Is IBM close to avenging OS/2's death?

It's been almost 15 years since Microsoft jilted IBM's OS/2 at the altar, kicking Big Blue while it was already down (financially), and exacerbating the old school company's global state of disarray -- one that outsider (IBM's first ever) Lou Gerstner managed to turn around after he was brought on board in 1993.
Written by David Berlind, Inactive

It's been almost 15 years since Microsoft jilted IBM's OS/2 at the altar, kicking Big Blue while it was already down (financially), and exacerbating the old school company's global state of disarray -- one that outsider (IBM's first ever) Lou Gerstner managed to turn around after he was brought on board in 1993.  One year later, a group of Gerstner's handpicked technical advisors identified Sun's Java as the strategic technology on which some of IBM's fortunes could be protected or regained from Bill Gates, who, with a roadmap for Windows NT then firmly under his belt, was beginning to turn his attention towards one of IBM's most coveted domains: its data centers. 

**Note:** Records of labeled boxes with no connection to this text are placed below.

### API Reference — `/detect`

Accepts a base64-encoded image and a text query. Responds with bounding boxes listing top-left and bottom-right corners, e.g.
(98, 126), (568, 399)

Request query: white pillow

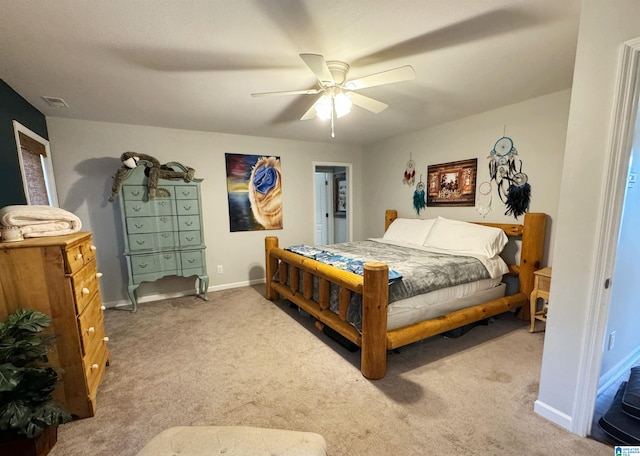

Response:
(382, 218), (435, 245)
(424, 217), (509, 258)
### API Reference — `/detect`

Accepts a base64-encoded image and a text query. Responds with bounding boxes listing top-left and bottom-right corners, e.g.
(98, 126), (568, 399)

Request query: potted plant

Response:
(0, 309), (71, 455)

In the decade since, IBM has downplayed any insinuation that it's been seeking revenge for the way Microsoft defeated it and OS/2, often highlighting its continued sales of Windows desktops, notebooks, and servers as evidence of a healthy partnership between the two companies.  But insiders know better.  Call it what you want -- good engineering, great marketing, or foul play -- Windows dominated desktops and notebooks and was vanquishing its competitors on the server front (mainly Novell, but the Unixes too), which meant that IBM, and other systems manufacturers, were left with no choice but to bow to Sir Gates.  For many, it came as no surprise that, once Linux showed promise as a way to derail Windows' momentum on the server front, IBM would throw its weight behind the upstart OS as well as other industry currents (eg: open source) that stood a chance of undermining Microsoft.  

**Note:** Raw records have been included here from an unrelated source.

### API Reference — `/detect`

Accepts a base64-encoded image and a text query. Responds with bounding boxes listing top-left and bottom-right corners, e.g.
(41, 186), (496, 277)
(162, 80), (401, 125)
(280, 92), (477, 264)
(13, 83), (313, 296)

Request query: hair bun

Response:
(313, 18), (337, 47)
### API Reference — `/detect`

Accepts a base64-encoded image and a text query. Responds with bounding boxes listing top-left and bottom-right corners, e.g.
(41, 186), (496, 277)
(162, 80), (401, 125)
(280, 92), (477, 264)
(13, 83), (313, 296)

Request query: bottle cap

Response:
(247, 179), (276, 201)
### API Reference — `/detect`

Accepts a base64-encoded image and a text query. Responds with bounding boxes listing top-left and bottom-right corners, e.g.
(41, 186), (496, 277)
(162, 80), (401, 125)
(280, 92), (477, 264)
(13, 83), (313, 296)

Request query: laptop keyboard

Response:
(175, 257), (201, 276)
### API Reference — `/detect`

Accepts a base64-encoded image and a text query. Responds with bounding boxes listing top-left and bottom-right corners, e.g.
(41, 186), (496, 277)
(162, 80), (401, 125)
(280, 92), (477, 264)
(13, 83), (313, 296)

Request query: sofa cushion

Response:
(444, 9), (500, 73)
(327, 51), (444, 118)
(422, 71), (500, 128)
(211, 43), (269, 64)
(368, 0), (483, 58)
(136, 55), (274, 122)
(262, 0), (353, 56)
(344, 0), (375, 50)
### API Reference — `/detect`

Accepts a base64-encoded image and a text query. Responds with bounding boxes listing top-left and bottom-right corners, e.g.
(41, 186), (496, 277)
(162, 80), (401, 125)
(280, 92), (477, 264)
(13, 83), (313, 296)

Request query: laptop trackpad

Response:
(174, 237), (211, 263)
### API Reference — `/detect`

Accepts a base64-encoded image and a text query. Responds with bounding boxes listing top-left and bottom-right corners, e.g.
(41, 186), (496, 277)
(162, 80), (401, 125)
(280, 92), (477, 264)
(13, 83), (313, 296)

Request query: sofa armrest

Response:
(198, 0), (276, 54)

Over these years, as a student of the on-again off-again relationship between IBM and Microsoft, I have written many times that the relationship's status, invariably, can be connected to one's desire to take away the other's customers, or, at the very least, disadvantage the competitor in some way.  When the relationship is off, it's almost as if one, the other, or both have thrown down some gauntlet.  For example, IBM's recent backing of an EU crackdown on Microsoft makes the company's current Microsoft disposition pretty clear.  When the relationship is on, the rivals have a mutual goal. For example, when Microsoft and IBM got together to form the Web Services Interoperability organization (the WS-I), lack of interoperability between IBM's Java-based Web services solutions and Microsoft's .NET-based Web services solutions was not only a fundamental impediment to Web services adoption, but also a barrier to easily substituting one company's solutions for the other's.  It's a relationship that I've described before as being Eastwood-Van Cleefish in nature.

But, in addition to IBM's recent backing of the EU, is IBM making other moves at Microsoft's jugular?  Taken together, do these moves signal a more concerted effort on IBM's part to further distance itself from Microsoft, an effort that could ultimately avenge the death of OS/2?  Let's take into consideration some of the more recent news coming out of IBM.

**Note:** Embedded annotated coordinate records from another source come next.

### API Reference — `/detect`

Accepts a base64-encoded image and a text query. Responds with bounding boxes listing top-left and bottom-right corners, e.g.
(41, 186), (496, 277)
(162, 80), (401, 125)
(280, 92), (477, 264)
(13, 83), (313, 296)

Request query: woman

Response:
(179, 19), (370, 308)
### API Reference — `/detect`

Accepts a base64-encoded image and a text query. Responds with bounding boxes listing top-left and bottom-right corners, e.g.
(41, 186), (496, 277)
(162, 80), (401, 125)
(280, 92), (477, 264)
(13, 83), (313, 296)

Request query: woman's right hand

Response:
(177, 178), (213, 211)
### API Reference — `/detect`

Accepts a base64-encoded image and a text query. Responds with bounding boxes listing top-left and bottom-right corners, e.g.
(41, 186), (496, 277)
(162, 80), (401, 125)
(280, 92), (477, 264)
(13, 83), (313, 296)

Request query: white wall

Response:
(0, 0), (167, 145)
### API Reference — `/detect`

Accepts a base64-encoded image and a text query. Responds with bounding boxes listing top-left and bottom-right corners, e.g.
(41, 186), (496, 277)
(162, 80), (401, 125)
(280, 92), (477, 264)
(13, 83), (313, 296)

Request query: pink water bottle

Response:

Lenovo takes over IBM's desktops and notebooks: Although IBM will maintain an investment in the company that it sold the majority of its desktop/notebook interests to,  IBM's divestiture had to have wiped out the majority of Windows licenses (across desktops, servers, and notebooks) that the company was selling.  This move alone has resulted in a significant reduction of IBM's dependence on Microsoft.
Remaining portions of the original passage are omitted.